Ilustrowany Kuryer Codzienny
Od dawna już "Bielsko" nie pokazywało się w Krakowie, toteż zainteresowanie było znaczne, gdyż "Bielsko" tamtegorocznem zwycięstwem nad "Cracovią" zdobyło sobie sławę. Wczoraj jednak na boisku, które przedstawiało się jako błotne trzęsawisko, nie można było wprost grać, gdyż nogi grzęzły i ślizgały się.
Co do samej gry "Cracovii", to cała pomoc grała pięknie, z napadu odznaczyły się skrzydła, zwłaszcza prawe.
"Bielsko" co do samej techniki gry to nawet górowało nad "Cracovią", lecz atak nie był zgranym i dawał się odczuwać brak kombinacyi, którą właśnie odznacza się "Cracovia".

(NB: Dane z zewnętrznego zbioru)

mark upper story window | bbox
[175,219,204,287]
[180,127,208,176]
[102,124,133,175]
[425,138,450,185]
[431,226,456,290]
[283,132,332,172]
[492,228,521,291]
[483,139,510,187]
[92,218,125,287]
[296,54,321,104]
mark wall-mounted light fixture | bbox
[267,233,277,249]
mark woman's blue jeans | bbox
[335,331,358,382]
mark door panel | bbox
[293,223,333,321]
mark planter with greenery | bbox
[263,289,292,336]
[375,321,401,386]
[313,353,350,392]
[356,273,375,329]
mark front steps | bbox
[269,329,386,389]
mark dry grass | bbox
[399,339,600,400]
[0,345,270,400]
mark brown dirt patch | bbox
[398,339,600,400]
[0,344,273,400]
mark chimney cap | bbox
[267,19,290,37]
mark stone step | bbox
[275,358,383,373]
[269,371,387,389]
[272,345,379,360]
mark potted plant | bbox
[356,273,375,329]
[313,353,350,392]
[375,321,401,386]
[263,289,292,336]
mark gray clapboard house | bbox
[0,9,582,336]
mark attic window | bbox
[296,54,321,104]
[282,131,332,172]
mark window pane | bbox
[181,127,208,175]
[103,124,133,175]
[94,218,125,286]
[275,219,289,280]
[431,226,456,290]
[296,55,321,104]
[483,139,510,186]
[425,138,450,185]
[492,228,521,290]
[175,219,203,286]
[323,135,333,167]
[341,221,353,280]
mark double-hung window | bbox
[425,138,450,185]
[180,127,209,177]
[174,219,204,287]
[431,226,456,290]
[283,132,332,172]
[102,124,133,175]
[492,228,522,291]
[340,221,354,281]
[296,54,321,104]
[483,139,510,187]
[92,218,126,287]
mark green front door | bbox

Do pauzy atakuje wciąż "Cracovia" i uzyskuje 2 punkty. Po pauzie tempo "Cracovii" nieco osłabło, zaczynają atakować przeciwnicy ale bezskutecznie. Wreszcie "Cracovia" przeprowadza nader piękny atak i uzyskuje 3-cią bramkę. Ta ostatnia jest zasługą prawego skrzydła. Stosunek ten 3:0 pozostał do końca gry niezmienionym. Jeden z backów "Cracovii" powinien hamować swój zbyt krewki temperament, bo ciągłe nawoływania, raz, że nie są nader przyjemne, a przytem denerwują graczy.Źródło: Ilustrowany Kuryer Codzienny nr 86 z 16 kwietnia 1912
Nowiny
Nie cieszy się snać już „Cracovia” łaską niebios, gdyż czwartemu z kolei ich matchowi towarzyszy dotkliwe zimno i deszcz. Inaczej było roku ubiegłego. Ale nietylko inną była pogoda, inną przedewszystkiem była sama „Cracovia”. Nie posiadała wprawdzie jeszcze ani swego własnego boiska, ni trainera, a grała daleko lepiej niż dzisiaj. Słabo grała w ubiegłą niedzielę z „B.E.A.K.”, gorzej jeszcze w poniedziałek, a już zupełnie źle wczoraj.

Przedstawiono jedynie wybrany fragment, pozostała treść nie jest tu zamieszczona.